Nous avions applaudi des deux mains les deux longs métrages précédents de Rodrigo Sorogoyen, Que Dios nos Perdone et El Reino, deux thrillers aussi réussis que différents. Entre eux, le cinéaste avait concocté un court, Madre, soit vingt minutes au bord de la crise de nerf, en compagnie d’une femme, au téléphone avec son fils de six ans, en grand danger, seul sur une plage des Landes.
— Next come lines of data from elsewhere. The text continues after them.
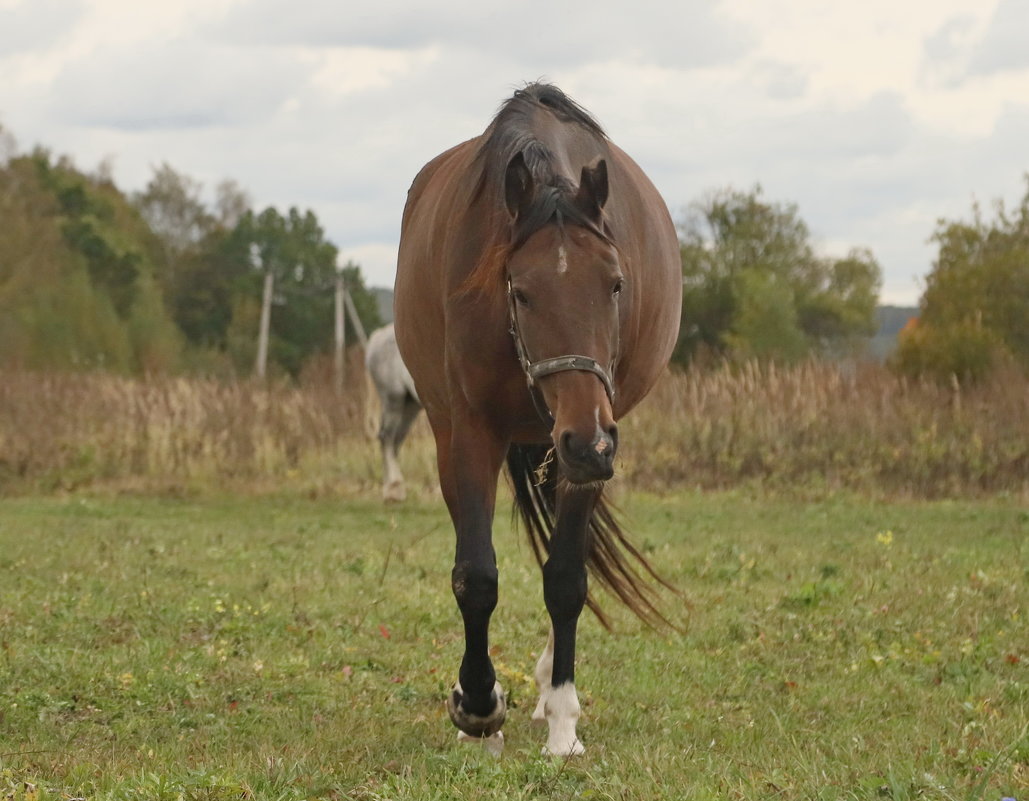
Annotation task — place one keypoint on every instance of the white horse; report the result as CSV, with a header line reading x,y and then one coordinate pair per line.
x,y
399,405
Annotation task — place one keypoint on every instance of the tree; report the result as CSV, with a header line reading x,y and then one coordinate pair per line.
x,y
76,269
303,263
976,305
754,287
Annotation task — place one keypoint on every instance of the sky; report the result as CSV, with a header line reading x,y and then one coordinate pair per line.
x,y
875,118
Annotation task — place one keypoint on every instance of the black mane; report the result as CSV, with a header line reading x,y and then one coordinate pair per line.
x,y
511,133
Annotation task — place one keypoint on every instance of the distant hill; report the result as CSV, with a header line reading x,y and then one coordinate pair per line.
x,y
890,320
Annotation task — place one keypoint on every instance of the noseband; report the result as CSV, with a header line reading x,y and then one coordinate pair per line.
x,y
547,367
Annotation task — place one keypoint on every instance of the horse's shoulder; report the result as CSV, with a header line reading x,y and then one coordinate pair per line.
x,y
440,163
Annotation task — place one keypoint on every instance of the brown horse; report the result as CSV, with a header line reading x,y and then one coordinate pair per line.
x,y
537,300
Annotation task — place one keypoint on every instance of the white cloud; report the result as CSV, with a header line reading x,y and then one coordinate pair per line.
x,y
876,118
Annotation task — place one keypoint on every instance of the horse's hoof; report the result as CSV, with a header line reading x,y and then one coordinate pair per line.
x,y
573,749
493,744
473,725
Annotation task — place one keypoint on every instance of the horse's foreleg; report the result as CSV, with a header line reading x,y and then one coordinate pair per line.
x,y
469,464
390,436
564,592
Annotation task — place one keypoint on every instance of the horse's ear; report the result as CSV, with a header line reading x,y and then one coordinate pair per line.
x,y
519,186
593,189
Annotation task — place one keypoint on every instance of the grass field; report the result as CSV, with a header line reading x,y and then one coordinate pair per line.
x,y
286,648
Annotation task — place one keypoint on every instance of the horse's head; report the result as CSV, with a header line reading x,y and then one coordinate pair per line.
x,y
566,288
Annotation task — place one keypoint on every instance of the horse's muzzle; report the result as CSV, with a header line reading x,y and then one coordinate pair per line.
x,y
587,460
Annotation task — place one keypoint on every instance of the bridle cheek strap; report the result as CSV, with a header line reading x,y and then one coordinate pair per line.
x,y
548,367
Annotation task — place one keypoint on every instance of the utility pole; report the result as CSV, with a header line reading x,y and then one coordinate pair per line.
x,y
265,312
341,332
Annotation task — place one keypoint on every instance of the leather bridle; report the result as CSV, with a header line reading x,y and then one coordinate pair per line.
x,y
547,367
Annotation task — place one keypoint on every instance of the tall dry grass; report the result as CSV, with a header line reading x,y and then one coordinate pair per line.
x,y
823,425
812,426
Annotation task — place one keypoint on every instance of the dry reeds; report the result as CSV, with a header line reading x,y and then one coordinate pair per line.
x,y
815,426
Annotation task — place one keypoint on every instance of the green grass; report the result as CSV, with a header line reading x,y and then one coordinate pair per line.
x,y
283,648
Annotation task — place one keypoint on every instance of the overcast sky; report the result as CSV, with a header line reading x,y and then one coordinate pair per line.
x,y
877,118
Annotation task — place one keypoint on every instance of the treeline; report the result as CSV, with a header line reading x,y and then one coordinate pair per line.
x,y
755,289
160,281
157,281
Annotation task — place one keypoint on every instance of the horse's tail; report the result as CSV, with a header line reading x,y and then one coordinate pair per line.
x,y
615,562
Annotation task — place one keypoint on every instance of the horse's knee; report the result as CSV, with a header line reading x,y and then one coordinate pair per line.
x,y
564,588
474,587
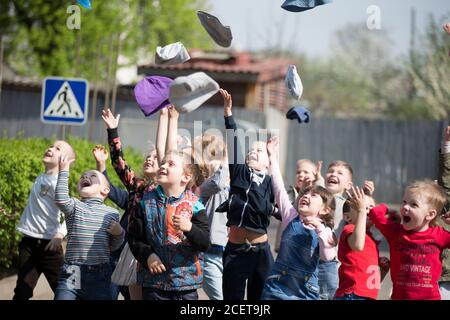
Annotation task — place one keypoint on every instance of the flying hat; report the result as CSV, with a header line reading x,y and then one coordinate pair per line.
x,y
302,5
190,92
219,33
85,3
152,94
171,54
293,82
299,113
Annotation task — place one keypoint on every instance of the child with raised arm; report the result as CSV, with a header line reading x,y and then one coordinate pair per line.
x,y
93,232
307,173
136,186
40,250
415,245
444,219
338,179
359,272
169,232
306,237
127,277
247,255
213,192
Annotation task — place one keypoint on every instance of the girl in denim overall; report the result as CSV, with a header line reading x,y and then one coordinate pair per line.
x,y
307,237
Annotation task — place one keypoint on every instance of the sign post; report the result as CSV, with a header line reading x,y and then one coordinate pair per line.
x,y
64,101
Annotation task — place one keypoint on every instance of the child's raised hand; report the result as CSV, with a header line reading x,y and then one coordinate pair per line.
x,y
115,229
357,198
182,223
173,113
369,187
312,221
273,146
56,243
446,217
227,102
319,170
110,121
155,265
447,133
100,153
447,28
65,162
164,111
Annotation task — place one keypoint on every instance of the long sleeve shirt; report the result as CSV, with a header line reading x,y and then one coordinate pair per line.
x,y
41,218
415,257
288,213
87,221
250,203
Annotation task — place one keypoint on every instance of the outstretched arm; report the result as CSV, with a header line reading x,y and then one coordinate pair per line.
x,y
388,228
356,240
116,195
172,131
285,208
125,173
161,134
444,168
235,156
62,199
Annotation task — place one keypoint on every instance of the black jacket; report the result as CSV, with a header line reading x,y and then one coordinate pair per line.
x,y
250,203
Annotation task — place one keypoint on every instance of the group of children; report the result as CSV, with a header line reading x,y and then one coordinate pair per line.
x,y
198,217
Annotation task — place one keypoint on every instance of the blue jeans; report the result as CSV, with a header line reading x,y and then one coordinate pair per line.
x,y
84,282
213,272
285,286
352,296
115,288
328,279
155,294
245,264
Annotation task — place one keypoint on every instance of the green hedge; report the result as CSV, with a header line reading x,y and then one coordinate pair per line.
x,y
20,164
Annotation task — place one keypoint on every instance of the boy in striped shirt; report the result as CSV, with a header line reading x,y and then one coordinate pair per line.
x,y
93,231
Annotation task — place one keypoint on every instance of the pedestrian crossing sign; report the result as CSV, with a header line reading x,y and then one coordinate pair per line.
x,y
64,101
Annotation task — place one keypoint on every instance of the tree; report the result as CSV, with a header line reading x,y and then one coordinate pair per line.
x,y
39,42
430,70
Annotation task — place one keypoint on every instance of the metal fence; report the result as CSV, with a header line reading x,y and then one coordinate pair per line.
x,y
391,153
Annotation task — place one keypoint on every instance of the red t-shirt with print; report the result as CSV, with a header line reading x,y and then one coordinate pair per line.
x,y
359,272
416,262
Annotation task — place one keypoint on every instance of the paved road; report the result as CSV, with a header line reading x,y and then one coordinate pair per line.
x,y
43,291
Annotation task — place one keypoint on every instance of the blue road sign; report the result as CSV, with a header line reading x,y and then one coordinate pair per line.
x,y
64,101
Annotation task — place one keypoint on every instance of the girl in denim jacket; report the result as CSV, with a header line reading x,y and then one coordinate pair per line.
x,y
307,237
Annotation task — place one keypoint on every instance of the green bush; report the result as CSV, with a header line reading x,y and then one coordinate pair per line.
x,y
20,164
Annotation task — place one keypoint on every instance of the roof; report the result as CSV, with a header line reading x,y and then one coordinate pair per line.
x,y
228,66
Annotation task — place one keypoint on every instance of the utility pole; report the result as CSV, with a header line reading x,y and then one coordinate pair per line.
x,y
412,47
1,67
95,94
116,63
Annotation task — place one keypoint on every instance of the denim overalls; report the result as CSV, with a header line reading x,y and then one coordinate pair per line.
x,y
294,273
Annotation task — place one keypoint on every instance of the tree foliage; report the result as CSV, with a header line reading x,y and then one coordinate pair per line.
x,y
430,70
39,42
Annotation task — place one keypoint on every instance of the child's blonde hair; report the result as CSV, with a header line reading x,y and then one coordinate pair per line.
x,y
190,167
340,163
433,193
209,148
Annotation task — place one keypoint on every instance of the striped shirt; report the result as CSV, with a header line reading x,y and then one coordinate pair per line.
x,y
87,220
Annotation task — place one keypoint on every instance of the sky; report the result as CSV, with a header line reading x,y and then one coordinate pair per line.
x,y
258,24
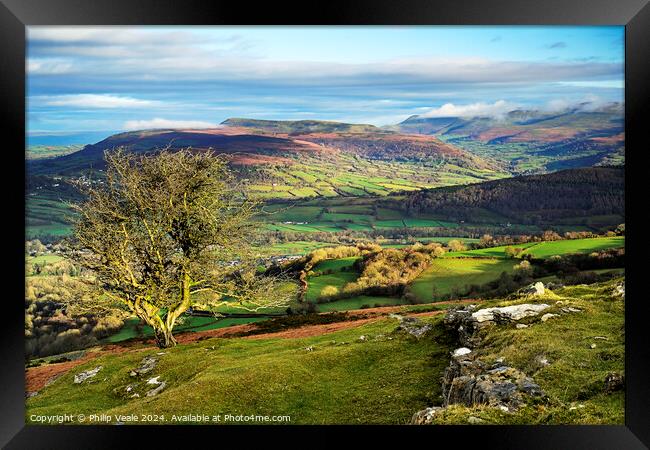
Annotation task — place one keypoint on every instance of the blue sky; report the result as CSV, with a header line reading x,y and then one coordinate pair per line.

Un autre thriller, donc, intimiste et immersif, fait à grand renfort de plans-séquence et de steadicam.  Et Madre s’est btransformé en long… Intégrant son court éponyme, Sorogoyen a imaginé une suite, dix ans après la disparition du gamin. Nous retrouvons sa mère sur cette plage où sa vie a basculé, mais qui n’a pas perdu l’espoir de retrouver son enfant, désormais ado s’il a survécu. C’est ainsi qu’elle jette son dévolu sur un garçon de seize ans, auquel elle n’est pas indifférente… Mais le film ne lève jamais l’ambiguïté de leur relation. La jeune femme croit-elle vraiment que cet inconnu pourrait être son fils ? Le lien qui se noue devient-il amoureux ? Ce flou des motivations et des sentiments rejaillit sur le film dans son ensemble, qui semble parfois flotter, à l’instar de son héroïne, à l’inverse précisément de la partie introductive, aussi précise que nerveuse. Ce changement de pied peut déstabiliser. Mais à y regarder de plus près il ne fait qu’épouser l’humeur du personnage central, magnifiquement interprété par  Marta Nieto. Les scènes avec l’ado, campé quant à lui par Jules Porier (remarqué dans Marvin, d’Anne Fontaine) sont souvent formidables, en équilibre fragile entre tendresse et folie… 

Yves Alion

Film espagnol de Rodrigo Sorogoyen (2019), avec Marta Nieto, Alex Brendemühl, Anne Consigny, Frédéric Pierrot. 2h09.